Appalachian pure-play Antero Resources Corp. has entered a drilling partnership worth up to $550 million with an affiliate of Quantum Energy Partners to fund a portion of its Marcellus and Utica shale development through 2024. 

Antero

Under the deal, QL Capital Partners would fund 20% of Antero’s development capital spending in 2021 and 15-20% from 2022 to 2024 in exchange for a working interest in each well spud. QL has also agreed to pay a drilling carry each year if certain performance thresholds are met. 

The drilling partnership would help fund drilling 60 wells over the four-year period. Preliminary plans focus primarily on liquids-rich development in the Marcellus Shale of West Virginia. 

The partnership is expected to increase Antero’s free cash flow by $400 million through 2025 by cutting expenses related to unutilized firm transportation, capturing midstream fee rebates and lowering interest costs because of lower total debt. 

Antero, the nation’s third largest gas producer and second largest liquids producer, now expects to achieve an absolute debt target of below $2 billion in 2023 at current strip pricing. 

Antero also announced last week that it would spend $590 million this year on drilling and completion, a 20% decrease from last year’s levels. 

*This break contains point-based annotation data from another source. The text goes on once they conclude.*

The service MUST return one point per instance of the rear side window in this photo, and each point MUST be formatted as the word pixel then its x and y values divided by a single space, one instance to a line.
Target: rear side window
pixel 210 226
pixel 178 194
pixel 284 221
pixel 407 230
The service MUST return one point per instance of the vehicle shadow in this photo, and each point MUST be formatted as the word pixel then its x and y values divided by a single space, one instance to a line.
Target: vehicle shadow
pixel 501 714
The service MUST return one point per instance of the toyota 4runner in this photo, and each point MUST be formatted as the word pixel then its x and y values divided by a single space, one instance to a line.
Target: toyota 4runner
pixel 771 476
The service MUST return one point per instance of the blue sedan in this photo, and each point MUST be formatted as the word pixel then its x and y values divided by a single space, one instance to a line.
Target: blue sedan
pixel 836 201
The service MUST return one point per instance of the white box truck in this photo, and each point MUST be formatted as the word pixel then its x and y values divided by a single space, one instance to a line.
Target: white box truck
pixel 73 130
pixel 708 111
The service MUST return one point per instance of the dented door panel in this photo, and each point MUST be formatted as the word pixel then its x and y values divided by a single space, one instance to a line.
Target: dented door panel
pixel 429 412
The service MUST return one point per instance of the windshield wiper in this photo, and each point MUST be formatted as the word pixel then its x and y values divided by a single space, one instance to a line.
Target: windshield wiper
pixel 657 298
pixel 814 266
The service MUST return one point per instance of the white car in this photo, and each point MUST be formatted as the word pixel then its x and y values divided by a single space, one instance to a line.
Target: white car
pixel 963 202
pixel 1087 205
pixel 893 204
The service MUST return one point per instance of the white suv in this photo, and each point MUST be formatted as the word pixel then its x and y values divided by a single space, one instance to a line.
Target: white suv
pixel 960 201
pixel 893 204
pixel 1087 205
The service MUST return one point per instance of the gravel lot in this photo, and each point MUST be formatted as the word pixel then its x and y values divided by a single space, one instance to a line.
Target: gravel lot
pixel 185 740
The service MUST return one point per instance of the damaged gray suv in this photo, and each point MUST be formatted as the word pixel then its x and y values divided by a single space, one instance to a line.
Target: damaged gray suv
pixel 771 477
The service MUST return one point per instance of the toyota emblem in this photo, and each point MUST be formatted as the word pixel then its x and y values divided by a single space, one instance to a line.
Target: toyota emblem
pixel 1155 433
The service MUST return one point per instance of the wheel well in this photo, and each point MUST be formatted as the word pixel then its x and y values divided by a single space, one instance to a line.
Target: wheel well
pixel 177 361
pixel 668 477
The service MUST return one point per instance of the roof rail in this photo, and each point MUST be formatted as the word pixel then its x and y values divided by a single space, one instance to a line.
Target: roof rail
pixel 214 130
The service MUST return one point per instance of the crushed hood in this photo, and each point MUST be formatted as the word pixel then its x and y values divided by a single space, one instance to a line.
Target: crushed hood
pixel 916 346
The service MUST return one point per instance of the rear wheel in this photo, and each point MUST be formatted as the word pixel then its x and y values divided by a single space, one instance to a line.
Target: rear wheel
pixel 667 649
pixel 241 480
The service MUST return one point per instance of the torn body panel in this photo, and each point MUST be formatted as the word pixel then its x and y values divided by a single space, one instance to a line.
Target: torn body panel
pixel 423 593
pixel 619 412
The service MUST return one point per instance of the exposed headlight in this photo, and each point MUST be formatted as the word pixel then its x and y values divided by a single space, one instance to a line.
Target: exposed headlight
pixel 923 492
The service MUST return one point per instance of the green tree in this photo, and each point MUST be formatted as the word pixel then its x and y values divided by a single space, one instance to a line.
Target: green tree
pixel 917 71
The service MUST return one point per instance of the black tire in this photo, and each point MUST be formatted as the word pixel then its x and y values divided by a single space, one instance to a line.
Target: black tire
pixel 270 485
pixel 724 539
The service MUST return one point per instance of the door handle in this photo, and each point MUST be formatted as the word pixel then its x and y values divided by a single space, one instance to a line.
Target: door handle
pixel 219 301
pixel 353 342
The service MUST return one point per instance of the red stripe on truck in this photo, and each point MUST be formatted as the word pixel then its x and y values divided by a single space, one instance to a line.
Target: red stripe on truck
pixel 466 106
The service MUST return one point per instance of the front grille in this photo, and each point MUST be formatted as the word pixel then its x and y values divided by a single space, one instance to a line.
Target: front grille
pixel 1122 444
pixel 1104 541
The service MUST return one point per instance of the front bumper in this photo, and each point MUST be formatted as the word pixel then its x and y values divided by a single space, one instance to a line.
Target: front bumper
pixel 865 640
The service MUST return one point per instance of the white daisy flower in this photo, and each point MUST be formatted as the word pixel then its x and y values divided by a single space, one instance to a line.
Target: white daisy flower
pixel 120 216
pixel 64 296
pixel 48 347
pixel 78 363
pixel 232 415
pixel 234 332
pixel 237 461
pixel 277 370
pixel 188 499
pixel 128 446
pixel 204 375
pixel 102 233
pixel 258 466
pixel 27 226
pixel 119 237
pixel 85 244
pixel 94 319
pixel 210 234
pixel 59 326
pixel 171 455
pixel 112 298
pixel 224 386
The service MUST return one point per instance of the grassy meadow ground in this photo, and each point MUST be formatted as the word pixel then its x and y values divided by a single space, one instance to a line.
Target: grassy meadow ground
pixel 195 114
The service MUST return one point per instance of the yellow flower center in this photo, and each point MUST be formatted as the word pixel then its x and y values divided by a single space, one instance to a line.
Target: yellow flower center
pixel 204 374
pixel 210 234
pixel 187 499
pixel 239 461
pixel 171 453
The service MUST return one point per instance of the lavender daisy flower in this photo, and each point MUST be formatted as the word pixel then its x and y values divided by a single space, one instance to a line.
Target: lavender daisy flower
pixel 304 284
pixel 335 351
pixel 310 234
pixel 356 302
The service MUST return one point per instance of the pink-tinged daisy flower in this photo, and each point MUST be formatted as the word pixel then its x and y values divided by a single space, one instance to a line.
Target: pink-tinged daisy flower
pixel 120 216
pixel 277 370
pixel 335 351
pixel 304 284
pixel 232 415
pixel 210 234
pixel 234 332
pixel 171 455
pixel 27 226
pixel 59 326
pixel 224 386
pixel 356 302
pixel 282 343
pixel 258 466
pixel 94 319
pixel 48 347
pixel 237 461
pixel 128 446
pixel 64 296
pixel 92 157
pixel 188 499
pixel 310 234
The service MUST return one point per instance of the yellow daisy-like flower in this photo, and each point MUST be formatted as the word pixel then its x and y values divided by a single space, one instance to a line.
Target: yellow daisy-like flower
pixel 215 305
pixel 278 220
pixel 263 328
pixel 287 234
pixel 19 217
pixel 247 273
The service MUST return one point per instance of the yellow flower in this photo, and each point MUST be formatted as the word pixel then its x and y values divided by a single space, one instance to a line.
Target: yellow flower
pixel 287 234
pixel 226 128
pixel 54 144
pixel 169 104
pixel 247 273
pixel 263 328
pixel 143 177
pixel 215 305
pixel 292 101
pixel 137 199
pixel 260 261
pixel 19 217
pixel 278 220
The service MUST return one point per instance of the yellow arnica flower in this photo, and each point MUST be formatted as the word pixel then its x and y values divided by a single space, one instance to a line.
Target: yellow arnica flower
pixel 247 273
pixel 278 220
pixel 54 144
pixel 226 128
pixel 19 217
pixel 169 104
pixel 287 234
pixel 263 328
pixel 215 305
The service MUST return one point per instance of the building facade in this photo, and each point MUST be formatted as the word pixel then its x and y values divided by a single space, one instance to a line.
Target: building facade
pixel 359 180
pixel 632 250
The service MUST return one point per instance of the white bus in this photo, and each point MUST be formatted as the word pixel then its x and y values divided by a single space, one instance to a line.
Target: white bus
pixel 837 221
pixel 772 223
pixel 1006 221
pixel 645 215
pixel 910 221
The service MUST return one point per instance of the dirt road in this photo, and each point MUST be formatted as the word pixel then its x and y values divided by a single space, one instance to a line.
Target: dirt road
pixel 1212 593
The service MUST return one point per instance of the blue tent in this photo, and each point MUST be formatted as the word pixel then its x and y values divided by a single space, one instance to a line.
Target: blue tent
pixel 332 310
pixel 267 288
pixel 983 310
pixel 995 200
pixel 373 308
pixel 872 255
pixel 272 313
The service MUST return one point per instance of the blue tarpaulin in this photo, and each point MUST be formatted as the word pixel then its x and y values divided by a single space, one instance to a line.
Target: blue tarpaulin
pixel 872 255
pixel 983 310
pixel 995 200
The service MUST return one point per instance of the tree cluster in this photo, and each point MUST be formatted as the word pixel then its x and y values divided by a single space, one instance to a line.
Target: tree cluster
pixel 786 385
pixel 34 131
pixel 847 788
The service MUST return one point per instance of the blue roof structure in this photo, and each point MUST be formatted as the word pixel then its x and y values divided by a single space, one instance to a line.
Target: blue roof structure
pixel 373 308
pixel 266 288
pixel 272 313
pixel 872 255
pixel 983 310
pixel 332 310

“Our 2021 capital budget reflects our shift to a maintenance level capital plan and the benefit from our well cost savings initiatives that we launched in 2019,” said CEO Paul Rady. “ We are targeting total well costs of $635 per lateral foot for the second half of 2021, a 35% reduction from $970 in the initial 2019 budget. “

Antero expects to produce 3.3-3.4 Bcfe/d this year, down slightly from 3.6 Bcfe/d in 2020. The company reported fourth quarter production of about 3.7 Bcfe/d, up 15% from the year-ago period. 

Fourth quarter net income was $70 million (24 cents/share), compared with a net loss of $482 million (minus $1.61) in the year-ago period. Antero reported a full-year net loss of $1.3 billion (minus $4.65), compared with a net loss of $340.1 million (minus $1.11) in 2019. The losses in 2020 included nearly $1 billion in impairments on oil and gas properties and equity method investment.

Average realized prices in 2020, including derivatives, also declined to $2.96/Mcfe from $3.38 in 2019.